Depois de um longo período, do tempo passado, do ocorrido transcorrido tantas e tantas vezes, por fim voltou-se novamente para o que mais lhe era precioso. O som das teclas sob os dedos ágeis, o toque desconhecido do outro dispositivo que não lhe era familiar, misturado a sensação clara e óbvia de que todos os teclados eram iguais em algum ponto. Reencontrando, em meio ao movimento do cotidiano que recomeça ao final da estação quente, um prazer oportuno, para aplacar o marasmo do sentimento da repetição.
Ela e suas pequenas histórias então.
Batidas pouco suaves, encadeadas como uma avalanche de ideias que jorram pelos seus dedos em direção ao papel. É a forma como ela constrói sua própria versão do céu. Assim, sem jeito e sem paraíso nenhum. Um mundo todo de mundos de histórias malucas que trespassam qualquer regularidade ou qualquer outra racionalidade.
Ainda assim.
Parece ser necessário, de algum modo. Parece ser inevitável de algum modo. As palavras poderiam ser tantas e ainda assim são exatamente estas palavras, construindo sentidos sem qualquer senso de direção. Indo e voltando para o mesmo lugar enquanto ocupa o lugar dos pensamentos com sensações e sentimentos que roubou do mundo para seus próprios devaneios exagerados.
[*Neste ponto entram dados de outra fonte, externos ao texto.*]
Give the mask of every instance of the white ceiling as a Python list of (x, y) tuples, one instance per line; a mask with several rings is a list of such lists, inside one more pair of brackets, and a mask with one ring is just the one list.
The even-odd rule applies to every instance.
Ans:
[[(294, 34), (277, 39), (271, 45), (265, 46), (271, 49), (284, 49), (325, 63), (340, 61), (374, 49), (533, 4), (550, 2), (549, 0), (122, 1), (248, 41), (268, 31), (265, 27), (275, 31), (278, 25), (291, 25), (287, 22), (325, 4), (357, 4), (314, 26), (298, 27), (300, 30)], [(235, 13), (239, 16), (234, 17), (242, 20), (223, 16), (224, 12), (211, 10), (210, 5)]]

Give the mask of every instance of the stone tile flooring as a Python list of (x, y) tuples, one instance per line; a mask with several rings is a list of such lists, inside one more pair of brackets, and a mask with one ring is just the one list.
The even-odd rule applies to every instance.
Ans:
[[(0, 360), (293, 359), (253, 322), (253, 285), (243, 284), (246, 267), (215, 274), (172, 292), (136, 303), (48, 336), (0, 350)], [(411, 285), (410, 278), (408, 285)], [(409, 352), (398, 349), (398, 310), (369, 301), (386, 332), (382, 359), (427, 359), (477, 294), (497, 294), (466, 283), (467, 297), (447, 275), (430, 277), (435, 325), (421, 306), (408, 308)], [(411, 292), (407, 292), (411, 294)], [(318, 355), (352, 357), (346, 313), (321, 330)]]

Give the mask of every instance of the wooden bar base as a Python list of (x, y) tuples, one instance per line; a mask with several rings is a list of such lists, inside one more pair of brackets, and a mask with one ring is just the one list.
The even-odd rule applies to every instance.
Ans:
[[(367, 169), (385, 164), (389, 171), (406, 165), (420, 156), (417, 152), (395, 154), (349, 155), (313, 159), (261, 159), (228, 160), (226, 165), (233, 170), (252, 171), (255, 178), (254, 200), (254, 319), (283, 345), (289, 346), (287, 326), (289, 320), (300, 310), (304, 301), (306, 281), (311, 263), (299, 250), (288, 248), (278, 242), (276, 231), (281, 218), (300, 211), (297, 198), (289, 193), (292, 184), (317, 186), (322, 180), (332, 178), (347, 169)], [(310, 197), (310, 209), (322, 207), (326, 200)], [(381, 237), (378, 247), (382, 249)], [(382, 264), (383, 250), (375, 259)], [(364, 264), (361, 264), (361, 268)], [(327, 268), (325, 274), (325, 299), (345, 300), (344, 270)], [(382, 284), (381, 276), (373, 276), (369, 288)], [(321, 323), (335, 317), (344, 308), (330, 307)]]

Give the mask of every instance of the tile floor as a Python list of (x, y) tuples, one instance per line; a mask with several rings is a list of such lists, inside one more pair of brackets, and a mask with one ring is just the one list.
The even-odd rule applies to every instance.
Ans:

Existe algum tipo de paixão sem explicação na forma em que ela segue martelando estas ou aquelas teclas. Constrói ficções que explicam uma realidade só sua. A alma atormentada é a fogueira que alimenta o conteúdo, vasto e perecível de qualquer boa análise. Encontra no chão quaisquer pedrinhas e faz delas as paredes dos seus sonhos vãos.
E ainda assim.
Só através do escrever encontra alguma motivação. Através do contar narrativo, em palavras, em traços, em sonhos, em sons e canções. Encontra apenas nas palavras mais ficcionais uma realidade só sua para compartilhar com o mundo. Envia seus pedidos tolos de amizade e de amor para qualquer lugar estéril que seus braços conseguem alcançar, enquanto dorme.
É, mesmo assim.
Jamais poderia ser de outra maneira. Palavra após palavra, jamais poderia ser assim. Encontrando e avaliando os pensamentos, coloca-se por inteiro em cada um dos milhões de caracteres que já fez decolar para os papéis de todas as naturezas que existem.
Foi embora do mundo em um momento único. Não voltou. Jamais existiu. Uma poesia sem rima e sem métrica que flui através da mente dormente de racionalidade. Voa para todos os lados e ainda assim encontra algo bem no centro, bem no fundo. Escondido sob todas as camadas de mundo e de sociedade.
Prefere esconder-se no alto de seus sonhos construídos sobre fragmentos de sensações e hipóteses. Do que encarar a realidade onde a luta para se fazer entender e ouvir é menor do que a luta para poder viver e existir em uma história real que esmaga todas as diferenças entre almas irmãs.
Foi pensamento apenas em criar-se que colocou suas palavras para fora, nas folhas de papel. Quase que uma hipnose bem sucedida em si mesma. Os pensamentos sonolentos descansam o pensar ansioso, dando espaço para que todas as irrealidades se tornem tangíveis aos seus dedos imaginários de nuvens azuis.
Como palavras.
Como palavras
Escreveu a si mesma em cada um dos seus personagens. Sofreu cada uma de suas dores. Apreciou cada um de seus prazeres físicos e emocionais. Viveu vidas que não eram a sua. Pois no fim tudo se resumia a isso, essa oportunidade de ser uma impostora perfeita de vidas imperfeitas em constante caminhar e sofrer. Não precisava viver em sua realidade limitada todas as possibilidades que desejava. Podia viver naqueles personagens, e viveria, e sempre voltaria para experimentar um pouco mais.